Y todo esto sin salir de casa. Vamos a tomar aire fresco. Coge el móvil, no vaya a ser que llegue un SMS de tu compañía telefónica o que alguien te llame… aunque, como buen millenial, jamás vas a descolgar a tiempo esa llamada. Pero, por si acaso, venga, guárdalo en el bolsillo de tu pantalón, que éste aún te cabe.

Caminas por la calle, segura de continuar con tu destino, hasta llegar al primer semáforo en rojo. La inercia te lleva a mirar el móvil y a pensar qué le estará ocurriendo en este preciso instante a Fulanito, o tal vez a Menganito. Sin tiempo para más, cruzas la calle y bajas al metro. ¿A qué hora había quedado? No me acuerdo. Lo tenía apuntado en un mensaje de WhatsApp. Bien. Seguimos. Sonrío en las paradas en las que no hay cobertura móvil. ¡Ja! ¡Como si me hiciera falta!

Como el ser humano es un ser social por naturaleza, al salir del subterráneo enciendo mi terminal y tecleo un número. Una voz conocida suena al otro lado. ‘¿Pero qué haces llamándome al móvil, si eres de esa generación que no coge nunca el p*** móvil?’, vocifera con sorna mi locuaz interlocutora. Y no le falta razón. La acción «hablar por teléfono» la agotamos (los de mi generación) en la adolescencia. Cuando nos daba pereza ‘conectarnos’ al Messenger bloqueábamos la línea doméstica durante horas, lo cual tenía graves consecuencias, siendo «dolor de cabeza de mamá» y «pelea con los hermanos» las principales y más frecuentes.

Atender a una llamada antes era estar cotilleando con tus amigas, o cosas peores de las que no te puedes ni imaginar (a los 16 años).
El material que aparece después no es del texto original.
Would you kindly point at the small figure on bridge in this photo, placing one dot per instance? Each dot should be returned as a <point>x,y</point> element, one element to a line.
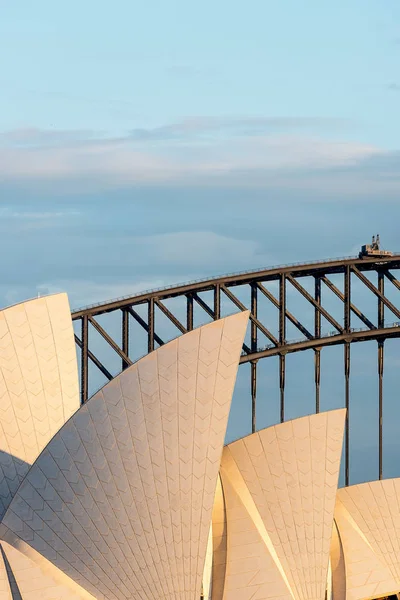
<point>374,249</point>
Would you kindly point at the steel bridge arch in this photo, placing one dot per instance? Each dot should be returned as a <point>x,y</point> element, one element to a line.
<point>287,275</point>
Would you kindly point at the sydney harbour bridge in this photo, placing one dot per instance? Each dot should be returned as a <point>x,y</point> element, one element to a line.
<point>316,283</point>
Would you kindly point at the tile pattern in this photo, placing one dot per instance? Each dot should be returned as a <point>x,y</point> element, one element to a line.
<point>219,543</point>
<point>280,486</point>
<point>38,384</point>
<point>31,582</point>
<point>368,521</point>
<point>121,499</point>
<point>5,591</point>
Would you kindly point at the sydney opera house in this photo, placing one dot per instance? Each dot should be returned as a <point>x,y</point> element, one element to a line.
<point>133,495</point>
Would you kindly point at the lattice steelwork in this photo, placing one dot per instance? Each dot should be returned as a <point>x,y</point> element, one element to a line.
<point>316,340</point>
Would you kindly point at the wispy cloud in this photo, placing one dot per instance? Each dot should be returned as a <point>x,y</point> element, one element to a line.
<point>202,150</point>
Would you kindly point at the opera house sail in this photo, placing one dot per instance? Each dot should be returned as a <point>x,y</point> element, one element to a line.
<point>133,495</point>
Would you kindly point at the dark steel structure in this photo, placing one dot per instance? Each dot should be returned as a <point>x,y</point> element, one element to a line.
<point>342,332</point>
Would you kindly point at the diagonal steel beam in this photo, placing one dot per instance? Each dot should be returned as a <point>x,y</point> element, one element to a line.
<point>392,278</point>
<point>289,315</point>
<point>170,316</point>
<point>204,305</point>
<point>253,319</point>
<point>312,301</point>
<point>354,308</point>
<point>94,360</point>
<point>212,314</point>
<point>109,339</point>
<point>375,291</point>
<point>143,323</point>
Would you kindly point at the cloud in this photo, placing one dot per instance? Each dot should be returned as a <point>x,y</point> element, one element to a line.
<point>10,213</point>
<point>201,151</point>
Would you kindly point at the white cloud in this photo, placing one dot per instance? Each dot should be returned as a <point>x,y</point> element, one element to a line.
<point>202,151</point>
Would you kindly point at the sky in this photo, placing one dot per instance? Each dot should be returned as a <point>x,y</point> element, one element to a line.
<point>143,144</point>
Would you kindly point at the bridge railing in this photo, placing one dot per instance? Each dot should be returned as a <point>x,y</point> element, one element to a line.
<point>212,278</point>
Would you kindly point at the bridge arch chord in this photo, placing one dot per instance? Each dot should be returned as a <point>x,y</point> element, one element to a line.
<point>286,279</point>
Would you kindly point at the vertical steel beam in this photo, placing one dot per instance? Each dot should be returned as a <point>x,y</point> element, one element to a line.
<point>282,340</point>
<point>125,336</point>
<point>150,321</point>
<point>380,379</point>
<point>347,404</point>
<point>253,367</point>
<point>85,359</point>
<point>347,328</point>
<point>217,302</point>
<point>189,313</point>
<point>317,334</point>
<point>381,324</point>
<point>317,377</point>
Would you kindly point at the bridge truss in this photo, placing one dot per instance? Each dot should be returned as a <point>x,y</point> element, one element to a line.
<point>372,274</point>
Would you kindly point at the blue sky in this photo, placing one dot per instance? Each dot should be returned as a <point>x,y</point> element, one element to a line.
<point>148,143</point>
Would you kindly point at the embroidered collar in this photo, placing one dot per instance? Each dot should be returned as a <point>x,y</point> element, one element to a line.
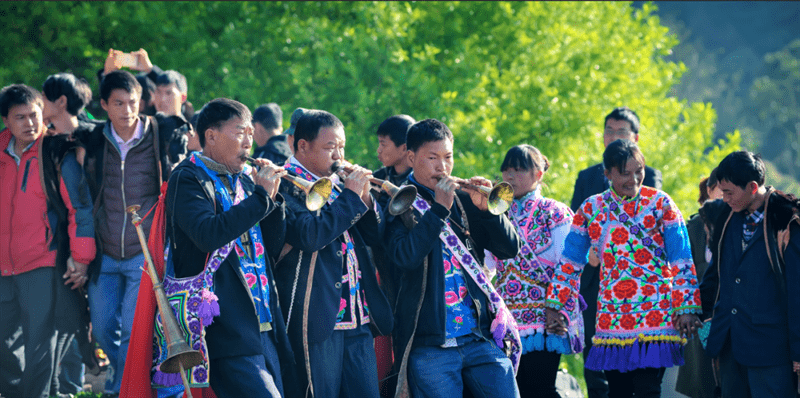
<point>215,166</point>
<point>533,195</point>
<point>622,199</point>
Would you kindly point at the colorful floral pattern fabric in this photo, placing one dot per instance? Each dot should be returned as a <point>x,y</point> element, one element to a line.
<point>503,321</point>
<point>353,303</point>
<point>646,276</point>
<point>543,225</point>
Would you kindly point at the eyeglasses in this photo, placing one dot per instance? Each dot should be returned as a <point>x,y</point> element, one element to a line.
<point>617,132</point>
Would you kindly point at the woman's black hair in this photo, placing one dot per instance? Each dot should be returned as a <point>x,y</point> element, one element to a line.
<point>525,157</point>
<point>76,90</point>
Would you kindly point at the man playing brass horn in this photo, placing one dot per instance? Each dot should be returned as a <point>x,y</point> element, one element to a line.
<point>214,206</point>
<point>454,331</point>
<point>327,282</point>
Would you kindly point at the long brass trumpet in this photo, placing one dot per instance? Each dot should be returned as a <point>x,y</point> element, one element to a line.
<point>499,197</point>
<point>401,197</point>
<point>317,192</point>
<point>179,355</point>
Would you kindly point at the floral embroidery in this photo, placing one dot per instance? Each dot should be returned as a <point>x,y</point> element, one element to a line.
<point>647,275</point>
<point>522,281</point>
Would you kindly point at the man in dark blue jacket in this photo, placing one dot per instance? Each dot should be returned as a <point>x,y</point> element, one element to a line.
<point>752,287</point>
<point>445,330</point>
<point>211,203</point>
<point>327,281</point>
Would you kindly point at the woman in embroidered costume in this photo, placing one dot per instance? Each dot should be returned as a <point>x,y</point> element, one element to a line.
<point>648,288</point>
<point>543,224</point>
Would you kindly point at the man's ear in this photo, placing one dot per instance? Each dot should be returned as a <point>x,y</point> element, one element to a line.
<point>302,145</point>
<point>211,136</point>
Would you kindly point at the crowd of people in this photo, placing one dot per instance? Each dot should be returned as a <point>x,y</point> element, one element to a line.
<point>291,275</point>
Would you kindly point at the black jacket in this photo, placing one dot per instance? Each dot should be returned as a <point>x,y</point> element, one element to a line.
<point>407,248</point>
<point>754,293</point>
<point>196,226</point>
<point>592,181</point>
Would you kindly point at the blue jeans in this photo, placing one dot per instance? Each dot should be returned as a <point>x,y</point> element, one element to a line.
<point>739,381</point>
<point>112,303</point>
<point>248,376</point>
<point>442,372</point>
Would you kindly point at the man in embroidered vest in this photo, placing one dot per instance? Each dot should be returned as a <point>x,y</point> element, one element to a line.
<point>649,296</point>
<point>751,288</point>
<point>326,280</point>
<point>392,154</point>
<point>621,123</point>
<point>127,159</point>
<point>452,325</point>
<point>213,206</point>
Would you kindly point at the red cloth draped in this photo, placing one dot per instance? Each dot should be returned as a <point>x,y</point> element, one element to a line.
<point>136,378</point>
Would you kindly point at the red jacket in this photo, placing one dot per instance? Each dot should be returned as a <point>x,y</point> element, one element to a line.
<point>26,232</point>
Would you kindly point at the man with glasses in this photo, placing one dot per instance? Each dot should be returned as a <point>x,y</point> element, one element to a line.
<point>621,123</point>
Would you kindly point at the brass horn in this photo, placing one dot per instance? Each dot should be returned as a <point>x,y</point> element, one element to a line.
<point>179,355</point>
<point>499,196</point>
<point>401,197</point>
<point>317,192</point>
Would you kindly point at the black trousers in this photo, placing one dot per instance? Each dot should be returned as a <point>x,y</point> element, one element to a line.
<point>27,300</point>
<point>536,376</point>
<point>639,383</point>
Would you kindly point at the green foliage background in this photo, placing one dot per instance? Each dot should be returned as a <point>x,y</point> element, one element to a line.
<point>498,73</point>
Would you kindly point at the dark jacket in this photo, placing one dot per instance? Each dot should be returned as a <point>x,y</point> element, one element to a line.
<point>276,150</point>
<point>592,181</point>
<point>754,293</point>
<point>322,232</point>
<point>143,178</point>
<point>407,248</point>
<point>68,200</point>
<point>196,226</point>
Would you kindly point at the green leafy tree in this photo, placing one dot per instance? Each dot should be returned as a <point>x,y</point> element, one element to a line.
<point>499,74</point>
<point>776,97</point>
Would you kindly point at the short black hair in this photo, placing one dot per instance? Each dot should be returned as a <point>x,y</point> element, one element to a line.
<point>173,77</point>
<point>269,115</point>
<point>148,87</point>
<point>18,94</point>
<point>217,112</point>
<point>626,114</point>
<point>619,152</point>
<point>76,90</point>
<point>741,167</point>
<point>396,128</point>
<point>119,79</point>
<point>525,157</point>
<point>311,122</point>
<point>424,131</point>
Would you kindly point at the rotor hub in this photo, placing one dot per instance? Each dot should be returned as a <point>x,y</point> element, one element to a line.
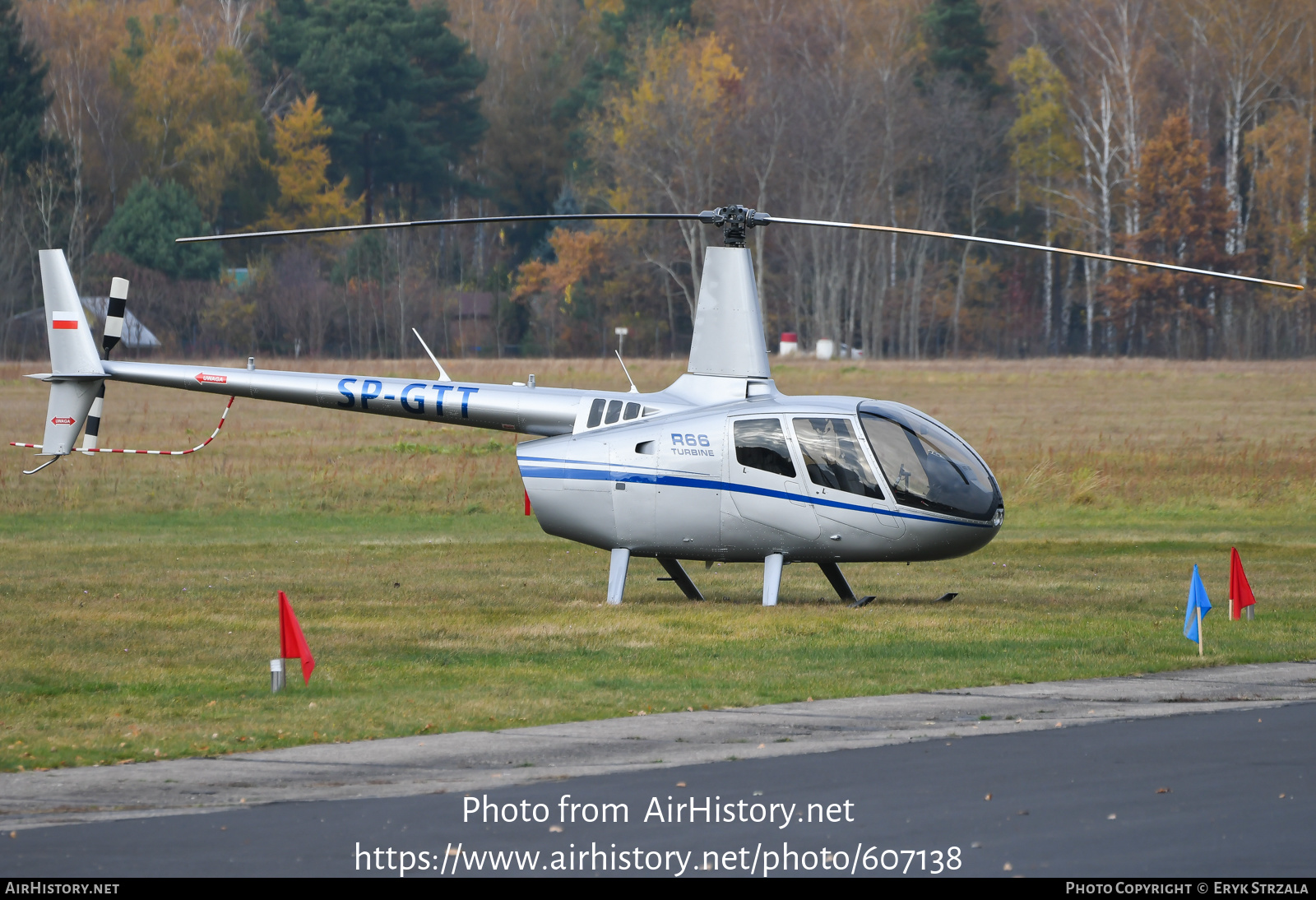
<point>734,221</point>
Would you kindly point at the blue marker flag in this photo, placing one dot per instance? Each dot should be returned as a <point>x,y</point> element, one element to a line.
<point>1197,601</point>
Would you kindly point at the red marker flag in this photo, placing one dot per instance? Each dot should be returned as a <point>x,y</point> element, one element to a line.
<point>1240,592</point>
<point>293,643</point>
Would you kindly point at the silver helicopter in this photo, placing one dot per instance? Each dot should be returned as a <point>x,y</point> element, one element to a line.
<point>719,466</point>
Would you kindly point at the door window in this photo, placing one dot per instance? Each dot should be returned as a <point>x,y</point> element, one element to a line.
<point>761,443</point>
<point>835,458</point>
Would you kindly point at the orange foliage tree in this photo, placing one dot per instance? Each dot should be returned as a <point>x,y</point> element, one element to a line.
<point>1186,219</point>
<point>565,295</point>
<point>306,197</point>
<point>191,112</point>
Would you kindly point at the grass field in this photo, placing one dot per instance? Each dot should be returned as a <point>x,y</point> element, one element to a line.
<point>138,594</point>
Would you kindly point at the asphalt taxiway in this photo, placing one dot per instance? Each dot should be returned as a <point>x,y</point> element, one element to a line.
<point>1202,772</point>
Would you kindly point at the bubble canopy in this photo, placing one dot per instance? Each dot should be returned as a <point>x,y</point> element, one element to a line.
<point>925,465</point>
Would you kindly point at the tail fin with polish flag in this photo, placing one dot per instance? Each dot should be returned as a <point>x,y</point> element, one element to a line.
<point>76,374</point>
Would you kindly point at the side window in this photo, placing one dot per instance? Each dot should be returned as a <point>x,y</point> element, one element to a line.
<point>761,443</point>
<point>833,458</point>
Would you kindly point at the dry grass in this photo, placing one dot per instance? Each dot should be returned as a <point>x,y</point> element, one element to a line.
<point>1118,476</point>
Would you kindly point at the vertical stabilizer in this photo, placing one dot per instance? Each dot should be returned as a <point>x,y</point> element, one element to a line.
<point>728,322</point>
<point>74,362</point>
<point>72,350</point>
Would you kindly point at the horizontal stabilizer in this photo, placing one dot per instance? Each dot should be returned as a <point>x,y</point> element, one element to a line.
<point>70,401</point>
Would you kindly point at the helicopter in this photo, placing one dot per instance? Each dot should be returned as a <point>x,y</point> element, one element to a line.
<point>721,466</point>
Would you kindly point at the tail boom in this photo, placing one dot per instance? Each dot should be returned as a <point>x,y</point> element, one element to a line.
<point>500,407</point>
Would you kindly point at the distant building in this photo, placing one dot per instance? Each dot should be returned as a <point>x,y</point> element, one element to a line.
<point>471,328</point>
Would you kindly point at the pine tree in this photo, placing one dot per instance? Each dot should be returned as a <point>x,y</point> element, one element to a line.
<point>145,225</point>
<point>396,87</point>
<point>958,44</point>
<point>23,101</point>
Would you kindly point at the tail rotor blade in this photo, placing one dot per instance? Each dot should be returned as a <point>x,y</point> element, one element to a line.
<point>91,432</point>
<point>115,315</point>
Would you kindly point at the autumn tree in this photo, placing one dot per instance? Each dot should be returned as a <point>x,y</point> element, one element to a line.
<point>396,86</point>
<point>23,98</point>
<point>666,142</point>
<point>148,221</point>
<point>1045,155</point>
<point>307,199</point>
<point>958,44</point>
<point>190,111</point>
<point>1184,221</point>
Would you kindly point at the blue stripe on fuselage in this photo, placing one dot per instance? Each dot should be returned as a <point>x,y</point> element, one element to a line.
<point>688,479</point>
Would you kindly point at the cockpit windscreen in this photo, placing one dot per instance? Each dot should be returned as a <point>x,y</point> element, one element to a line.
<point>925,465</point>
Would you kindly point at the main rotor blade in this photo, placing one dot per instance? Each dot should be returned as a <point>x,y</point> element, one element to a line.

Descolgar el teléfono táctil ahora suele significar algo malo o algo peor. Nos duele más que nos interrumpan. Hemos perdido el placer de conversar. Esa relación de responsabilidad mutua que te obliga a tomar decisiones inmediatas, ¡qué pereza! He llegado a pensar en el temor de olvidar hablar. Hablar. Parece fácil. De repente balbuceas más y más a menudo. Las palabras flotan en tu cerebro y se te escapan con la misma fluidez con la que antes repetías supercalifragilísticoespialidoso varias veces, sin extenuación ni nada. ¿Quién va a querer hablar conmigo, si ya no me acuerdo? No veo doble check por ningún lado. Eso es que, evidentemente, me ignoran.

La nueva situación, que era normalidad hace un quinquenio, produce tanta ansiedad como dejarte las llaves dentro de casa o irte de viaje con el congelador lleno de comida, sabiendo que se va a ir la luz y, tras el apagón, toda tu inversión alimenticia a la basura. He descubierto que no por mirar más el móvil va a arreglarse antes (y esto me costó asumirlo, maldita Matilda) y que cualquier pasado no siempre nos parece mejor (¿por qué seguimos haciendo caso a Karina?). Me agobia el ritmo que me impone WhatsApp, sí. Pero me encanta estar disponible a menudo para comunicarme con personas de todo el orbe con las que quiero entablar (venga, a lo loco) conversaciones.


 

PD: Muchos me habéis preguntado cuánto tiempo estuve desconectada. En realidad, tardé en recuperar el bocadillo verde ocho días; lo que tardó el servicio de mensajería en traerme el nuevo aparato. La carne es débil, amigos. Pero anda que no me ha dado de sí el break para reflexionar… Desde entonces me lo tomo con más calma, como si fuera Facebook o LinkedIn. Lo uso sólo cuando lo necesito de verdad; para preguntar a alguna fuente, enterarme de cómo están las personas que de verdad me importan y para mandar fotos de mis vacaciones y ridículos emoticonos a mi señora madre.

PD2: Reflexionar sin poder contarlo por WhatsApp bien, pero no mola tanto.